Mérida, Enero Domingo 18, 2026, 01:42 pm
El Papa Francisco pidió este domingo la liberación de los rehenes y el fin del conflicto entre Israel y Hamás.
"Rezo
por las víctimas y sigo estando cerca de todas las familias de los
rehenes. Que cese el conflicto en Palestina e Israel, que cese la
violencia, que cese el odio y que los rehenes sean liberados", pidió,
desde la ventana del departamento pontificio, después de rezar la
oración del Ángelus.
Francisco pidió que "continúen las
negociaciones" para que se puedan encontrar "soluciones de paz" y evocó
al joven Hersh Goldman Pauling, de 23 años, encontrado muerto a
principios de septiembre, junto con otros cinco rehenes, en Gaza.
"En
noviembre del año pasado me reuní con su madre, Rachel, quien me
impresionó por su humanidad.
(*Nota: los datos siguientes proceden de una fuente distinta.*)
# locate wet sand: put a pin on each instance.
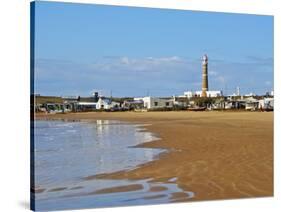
(216, 155)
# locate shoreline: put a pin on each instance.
(216, 155)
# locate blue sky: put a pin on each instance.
(129, 51)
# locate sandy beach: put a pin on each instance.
(216, 155)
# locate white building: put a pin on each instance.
(190, 94)
(156, 102)
(106, 103)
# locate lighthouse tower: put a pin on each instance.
(204, 75)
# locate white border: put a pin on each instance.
(14, 107)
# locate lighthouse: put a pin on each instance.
(204, 75)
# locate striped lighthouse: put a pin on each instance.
(204, 75)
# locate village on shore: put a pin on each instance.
(192, 101)
(53, 104)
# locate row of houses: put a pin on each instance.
(98, 103)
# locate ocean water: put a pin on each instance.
(67, 153)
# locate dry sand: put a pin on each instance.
(216, 155)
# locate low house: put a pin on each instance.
(105, 103)
(154, 103)
(190, 94)
(133, 104)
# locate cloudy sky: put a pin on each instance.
(81, 48)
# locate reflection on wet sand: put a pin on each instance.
(69, 157)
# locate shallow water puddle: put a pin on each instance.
(66, 152)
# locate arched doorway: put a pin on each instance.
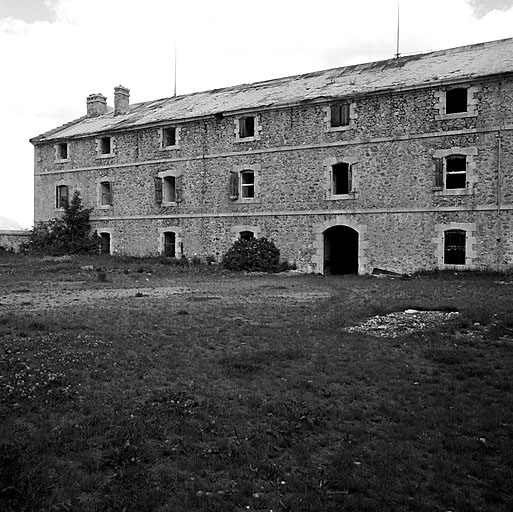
(341, 250)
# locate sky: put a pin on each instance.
(54, 53)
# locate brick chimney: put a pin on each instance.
(96, 105)
(121, 100)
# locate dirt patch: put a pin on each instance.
(403, 323)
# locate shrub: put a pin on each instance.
(69, 234)
(252, 255)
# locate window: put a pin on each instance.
(105, 146)
(244, 183)
(61, 151)
(454, 247)
(169, 244)
(247, 184)
(247, 128)
(455, 171)
(104, 243)
(456, 100)
(341, 179)
(106, 198)
(169, 137)
(61, 196)
(246, 235)
(339, 115)
(168, 188)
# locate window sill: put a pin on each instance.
(338, 128)
(337, 197)
(456, 115)
(454, 192)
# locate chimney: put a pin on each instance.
(96, 105)
(121, 100)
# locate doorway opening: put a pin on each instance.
(341, 250)
(104, 243)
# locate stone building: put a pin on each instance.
(403, 164)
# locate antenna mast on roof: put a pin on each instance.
(397, 54)
(174, 92)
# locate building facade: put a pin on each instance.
(404, 165)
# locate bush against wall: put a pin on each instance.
(69, 234)
(252, 255)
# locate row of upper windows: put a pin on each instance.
(452, 102)
(453, 174)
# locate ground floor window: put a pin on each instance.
(169, 244)
(104, 243)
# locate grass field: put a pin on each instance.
(153, 387)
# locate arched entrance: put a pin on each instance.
(341, 250)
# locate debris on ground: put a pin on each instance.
(402, 323)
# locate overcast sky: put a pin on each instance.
(54, 53)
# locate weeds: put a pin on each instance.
(258, 400)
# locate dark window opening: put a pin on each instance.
(169, 244)
(247, 184)
(339, 115)
(454, 247)
(169, 137)
(61, 196)
(62, 151)
(105, 193)
(169, 189)
(341, 179)
(105, 146)
(456, 100)
(246, 235)
(104, 243)
(456, 172)
(246, 127)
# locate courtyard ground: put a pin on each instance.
(141, 385)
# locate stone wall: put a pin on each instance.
(392, 144)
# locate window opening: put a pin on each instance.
(105, 193)
(169, 189)
(247, 184)
(104, 243)
(454, 247)
(341, 178)
(456, 100)
(62, 151)
(246, 127)
(169, 135)
(246, 235)
(169, 244)
(105, 146)
(61, 196)
(339, 115)
(456, 172)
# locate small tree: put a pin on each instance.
(252, 255)
(69, 234)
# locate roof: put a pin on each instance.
(421, 70)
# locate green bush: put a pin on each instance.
(252, 255)
(69, 234)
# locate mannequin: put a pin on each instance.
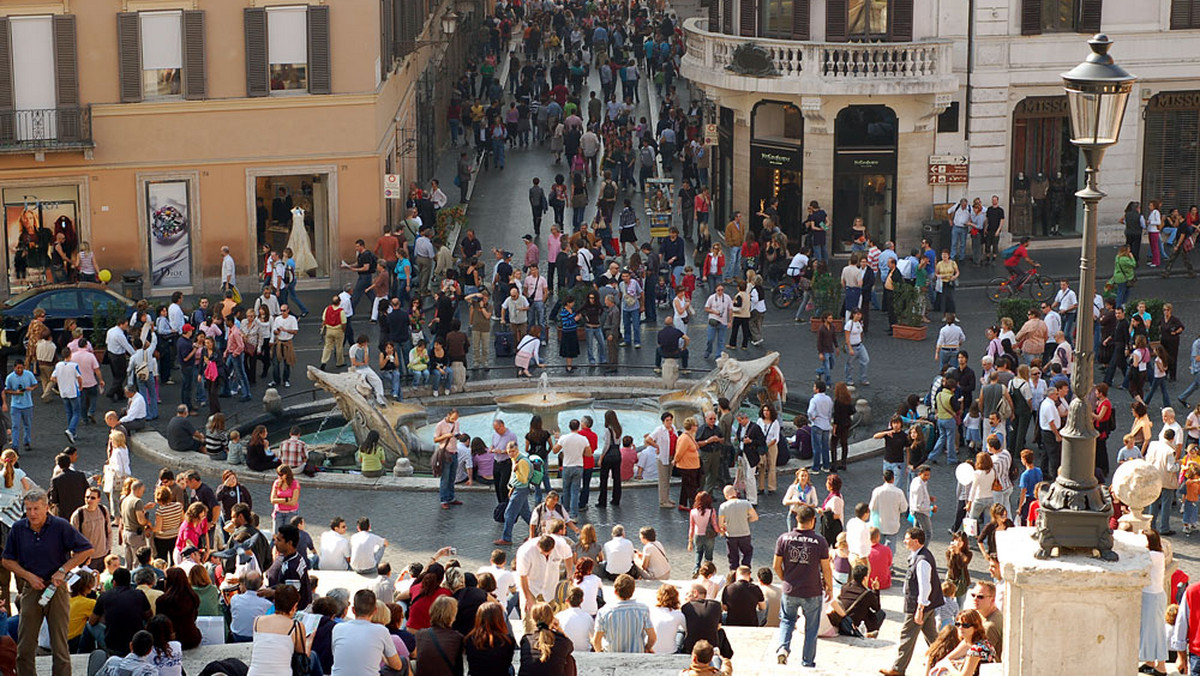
(1057, 202)
(1020, 221)
(300, 245)
(1038, 190)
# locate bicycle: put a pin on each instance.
(1038, 287)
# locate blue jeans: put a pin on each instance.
(442, 378)
(517, 508)
(1161, 510)
(958, 243)
(715, 338)
(573, 482)
(391, 382)
(595, 345)
(787, 611)
(821, 448)
(825, 369)
(732, 262)
(862, 358)
(633, 322)
(72, 408)
(445, 485)
(947, 441)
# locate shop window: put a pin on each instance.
(162, 53)
(288, 48)
(868, 19)
(777, 18)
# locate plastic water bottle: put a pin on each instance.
(47, 594)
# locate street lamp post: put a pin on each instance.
(1074, 510)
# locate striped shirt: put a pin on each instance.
(623, 624)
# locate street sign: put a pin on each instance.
(391, 186)
(948, 169)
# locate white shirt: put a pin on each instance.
(648, 462)
(618, 555)
(334, 550)
(137, 410)
(858, 537)
(574, 444)
(889, 503)
(504, 582)
(363, 548)
(577, 626)
(540, 570)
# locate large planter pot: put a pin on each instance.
(815, 324)
(909, 333)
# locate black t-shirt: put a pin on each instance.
(369, 259)
(669, 341)
(125, 611)
(741, 600)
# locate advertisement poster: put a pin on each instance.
(171, 237)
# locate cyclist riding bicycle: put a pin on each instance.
(1017, 253)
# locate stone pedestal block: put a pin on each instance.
(1072, 614)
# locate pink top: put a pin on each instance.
(697, 520)
(287, 492)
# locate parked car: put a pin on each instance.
(82, 301)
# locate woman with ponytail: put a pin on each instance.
(546, 651)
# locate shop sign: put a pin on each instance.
(391, 186)
(948, 169)
(779, 157)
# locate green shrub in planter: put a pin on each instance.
(1015, 309)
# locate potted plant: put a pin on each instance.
(827, 297)
(911, 323)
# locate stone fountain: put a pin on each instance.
(545, 402)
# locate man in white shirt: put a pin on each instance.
(334, 549)
(618, 555)
(889, 503)
(858, 534)
(366, 549)
(571, 448)
(718, 309)
(538, 562)
(70, 381)
(360, 645)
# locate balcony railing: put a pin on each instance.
(821, 67)
(53, 129)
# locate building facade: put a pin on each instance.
(891, 109)
(159, 131)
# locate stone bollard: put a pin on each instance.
(670, 372)
(271, 402)
(402, 468)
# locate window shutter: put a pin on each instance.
(1090, 16)
(318, 51)
(129, 54)
(747, 24)
(900, 19)
(801, 19)
(66, 65)
(1031, 17)
(257, 82)
(196, 82)
(387, 24)
(837, 21)
(7, 99)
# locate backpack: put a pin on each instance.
(537, 470)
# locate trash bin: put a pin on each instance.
(937, 233)
(131, 285)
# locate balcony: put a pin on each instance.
(47, 130)
(820, 69)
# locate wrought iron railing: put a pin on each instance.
(46, 129)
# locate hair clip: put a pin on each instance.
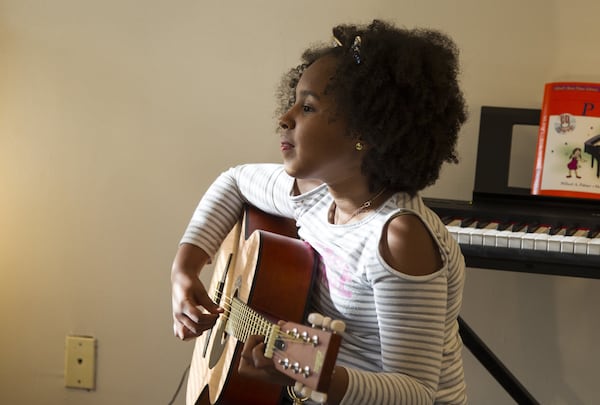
(356, 49)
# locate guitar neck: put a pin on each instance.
(244, 322)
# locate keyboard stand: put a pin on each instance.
(494, 366)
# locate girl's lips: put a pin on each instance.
(286, 146)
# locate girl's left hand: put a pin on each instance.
(254, 364)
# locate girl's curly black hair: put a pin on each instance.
(398, 91)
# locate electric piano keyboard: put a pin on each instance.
(505, 236)
(505, 227)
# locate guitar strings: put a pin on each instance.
(246, 322)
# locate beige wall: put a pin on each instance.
(114, 117)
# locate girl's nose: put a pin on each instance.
(286, 122)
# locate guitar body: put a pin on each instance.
(262, 263)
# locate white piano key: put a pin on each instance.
(489, 236)
(555, 241)
(503, 237)
(453, 227)
(576, 243)
(515, 239)
(540, 242)
(594, 246)
(478, 236)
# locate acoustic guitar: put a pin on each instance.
(262, 274)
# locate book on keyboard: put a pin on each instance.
(568, 150)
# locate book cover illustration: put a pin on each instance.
(568, 151)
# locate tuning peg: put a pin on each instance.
(315, 319)
(338, 326)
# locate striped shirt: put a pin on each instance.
(401, 344)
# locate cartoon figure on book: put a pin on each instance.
(573, 164)
(366, 123)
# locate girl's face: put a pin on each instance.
(315, 142)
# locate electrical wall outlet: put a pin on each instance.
(80, 362)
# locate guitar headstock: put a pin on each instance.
(308, 354)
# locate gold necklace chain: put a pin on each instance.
(363, 207)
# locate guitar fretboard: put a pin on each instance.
(243, 322)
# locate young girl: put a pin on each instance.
(366, 123)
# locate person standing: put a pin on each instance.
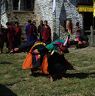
(1, 38)
(31, 31)
(17, 34)
(46, 33)
(40, 27)
(10, 36)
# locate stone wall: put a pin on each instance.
(64, 11)
(43, 11)
(67, 10)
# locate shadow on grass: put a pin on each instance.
(4, 91)
(5, 62)
(80, 75)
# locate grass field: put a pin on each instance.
(16, 82)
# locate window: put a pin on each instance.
(85, 2)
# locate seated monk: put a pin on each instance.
(43, 57)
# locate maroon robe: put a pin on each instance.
(46, 34)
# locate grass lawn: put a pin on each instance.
(16, 82)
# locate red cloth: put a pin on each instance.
(46, 33)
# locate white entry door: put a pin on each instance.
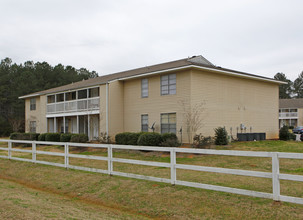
(95, 126)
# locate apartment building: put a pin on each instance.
(161, 97)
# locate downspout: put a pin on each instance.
(107, 109)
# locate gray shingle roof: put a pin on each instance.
(291, 103)
(195, 60)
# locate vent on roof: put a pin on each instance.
(199, 60)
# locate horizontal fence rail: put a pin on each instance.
(275, 175)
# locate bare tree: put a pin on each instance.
(16, 123)
(193, 116)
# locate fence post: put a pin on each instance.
(66, 158)
(34, 154)
(173, 173)
(10, 149)
(109, 159)
(275, 177)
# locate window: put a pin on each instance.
(144, 88)
(144, 123)
(168, 123)
(70, 96)
(51, 99)
(82, 94)
(168, 84)
(66, 126)
(60, 97)
(33, 104)
(93, 92)
(32, 126)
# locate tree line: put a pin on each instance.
(21, 79)
(293, 89)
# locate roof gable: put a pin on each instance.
(194, 61)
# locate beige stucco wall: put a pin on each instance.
(116, 107)
(102, 116)
(154, 104)
(38, 115)
(230, 101)
(300, 117)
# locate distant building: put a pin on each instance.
(136, 99)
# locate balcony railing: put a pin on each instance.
(288, 114)
(73, 106)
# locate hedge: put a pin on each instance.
(150, 139)
(41, 137)
(79, 138)
(170, 140)
(52, 137)
(128, 138)
(65, 137)
(24, 136)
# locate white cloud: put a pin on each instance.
(262, 37)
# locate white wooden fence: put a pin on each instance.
(275, 175)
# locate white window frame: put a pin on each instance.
(144, 123)
(32, 105)
(171, 127)
(169, 84)
(33, 126)
(144, 88)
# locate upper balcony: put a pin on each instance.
(288, 113)
(85, 100)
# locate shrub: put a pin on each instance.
(41, 137)
(284, 133)
(65, 137)
(150, 139)
(104, 138)
(221, 136)
(170, 140)
(24, 136)
(202, 142)
(292, 136)
(52, 137)
(121, 138)
(79, 138)
(128, 138)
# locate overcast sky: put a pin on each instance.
(256, 36)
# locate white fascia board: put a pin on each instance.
(203, 68)
(29, 96)
(57, 115)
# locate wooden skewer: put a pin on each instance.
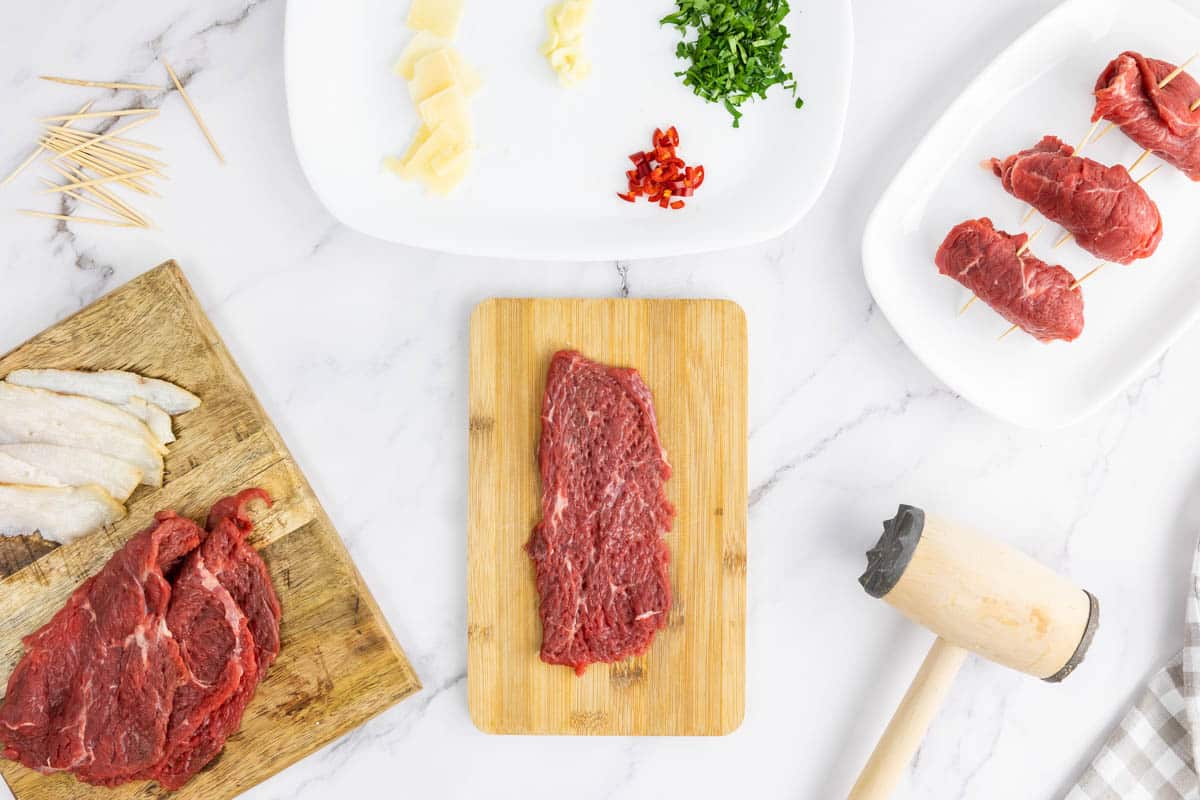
(114, 139)
(1093, 271)
(105, 199)
(102, 179)
(126, 210)
(196, 114)
(94, 221)
(100, 115)
(89, 134)
(36, 152)
(64, 149)
(103, 137)
(84, 136)
(95, 204)
(102, 84)
(88, 161)
(1019, 253)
La acompaño en este momento", dijo.
El
conflicto en la Franja de Gaza fue desencadenado por un ataque de Hamás
en suelo israelí, el 7 de octubre de 2023, que dejó alrededor de 1.200
muertos y más de doscientos rehenes, varios de los cuales siguen en
manos del movimiento islamista.
En respuesta, Israel lanzó una
ofensiva en territorio palestino, que ha matado a más de 41.000
personas, la mayoría civiles, según las autoridades locales controladas
por Hamás.
Francisco invitó a orar por las víctimas de las
"guerras que ensangrentaron el mundo", como sucedió en "Ucrania mártir,
Myanmar y Medio Oriente".
"Tantas víctimas inocentes. Pienso en
las madres que perdieron hijos en las guerras, en cuántas vidas jóvenes
se perdieron", lamentó.
El Papa Francisco expresó su cercanía
además por los pueblos de Vietnam y Myanmar, que sufren las inundaciones
provocadas por un violento tifón. "Rezo por los difuntos, por los
heridos y los desplazados. Que Dios apoye a quienes han perdido a sus
seres queridos y sus hogares, y bendiga a quienes están ayudando",
expresó.
Además, recordó que en la víspera fue beatificado Moisés
Lira Serafín, sacerdote, fundador de la Congregación de las Misioneras
de la Caridad de María Inmaculada, fallecido en 1950, después de una
vida dedicada a ayudar a las personas a progresar en la fe y el amor del
Señor. "Su celo apostólico (dijo el Papa) anima a los sacerdotes a
entregarse sin reservas por el bien espiritual del pueblo santo de Dios.
¡Un aplauso para el nuevo beato!", animó el pontífice.